Nina Alexandraki est diplômée de l’INSAS tandis qu’Eleftherios Panagiotou travaille entre Athènes et Bruxelles. Dans leur film documentaire Je suis dehors, ce duo de réalisateurs aborde la question de l’asile politique de manière intimiste et contemplative à travers le portrait de Jamal, un Algérien réfugié en Grèce.

Je suis dehors, de Eleftherios Panagiotou & Nina Alexandraki, 2024

Le récit proposé dans ce documentaire de 48 minutes relate l’histoire d’un homme sans papiers déshumanisé, qui vit dans un immeuble désaffecté et à moitié abandonné. Les procédures interminables auxquelles il fait face laissent le spectateur songeur.

Depuis la vue sur la vallée qu’il a depuis son squat, les images et les dialogues captés par la caméra de Nina et Eleftherios montrent le vide existentiel dans lequel cet homme tente de survivre, physiquement, mais surtout psychiquement.

La narration impose des questions aux spectateurs sur le vide de sens de sa vie et sur la peur que sa situation engendre. Que ce soit la peur du dehors ou la crainte de se faire attraper par les autorités durant sa procédure, ce sans-papiers pousse à la réflexion philosophique. Tel un chat errant dans son squat, le spectateur observe un homme sans passé, sans présent et sans futur.

Sans le savoir, il questionne le monde et les gens sur les nouveaux besoins matériels suscités par nos sociétés modernes et sur le sens de la vie. Comme Jamal l’explique, un jour, sa mère lui a dit que soit il devait accepter de vivre en Algérie et le désastre qui s’impose aux jeunes dans ce pays, soit il devait partir dans l’espoir d’un monde meilleur. Ce dernier a donc choisi le départ, mais il attend un monde meilleur désespérément, tel un fantôme en quête d’amour dans un monde où le discours dominant, que ce soit dans la société ou surtout en politique, a tendance à invisibiliser de plus en plus le sort des réfugiés par une couverture médiatique sélective, des récits dominants ou encore des politiques d’asile restrictives qui rendent précaire le statut de ces victimes venues de l’étranger.

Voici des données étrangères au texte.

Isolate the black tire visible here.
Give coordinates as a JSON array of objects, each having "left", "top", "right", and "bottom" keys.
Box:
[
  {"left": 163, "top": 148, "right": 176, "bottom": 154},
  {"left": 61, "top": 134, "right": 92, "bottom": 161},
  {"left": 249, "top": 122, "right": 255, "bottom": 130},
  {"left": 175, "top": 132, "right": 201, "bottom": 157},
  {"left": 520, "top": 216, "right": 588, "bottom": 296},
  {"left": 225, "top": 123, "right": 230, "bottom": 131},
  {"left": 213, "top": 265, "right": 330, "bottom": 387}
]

Avec un taux de chômage élevé, un manque de perspectives économiques ainsi qu’une répression de la liberté d’expression qui créent un climat de terreur et de frustration, les jeunes qui protestent ou contestent le régime algérien sont souvent persécutés et emprisonnés. Cette répression contribue à un sentiment de désespoir et à un exode massif des jeunes vers l’étranger. Plusieurs événements marquants, comme la répression des manifestations du Hirak en 2019 et 2020, ainsi que le boycott massif des jeunes lors des élections de 2021, qui s’est soldé par des arrestations massives pour boycott de la démocratie, attestent de la situation critique que vit la jeunesse algérienne.

Sans partis pris ni voix off, le documentaire de Nina Alexandraki et Eleftherios Panagiotou dresse le portrait brut d’un homme en plongeant au plus profond de son inconscient. Sans émettre d’avis ni de jugements, leur travail réflexif captive le spectateur.

 

Je suis dehors, coproduit par le CBA – Centre de l’Audiovisuel à Bruxelles et le Gsara, a bénéficié d’une diffusion au festival Millenium à Bruxelles et au Festival Jean Rouche en France en 2024 et est actuellement aux Etats généraux du film documentaire de Lussas (France).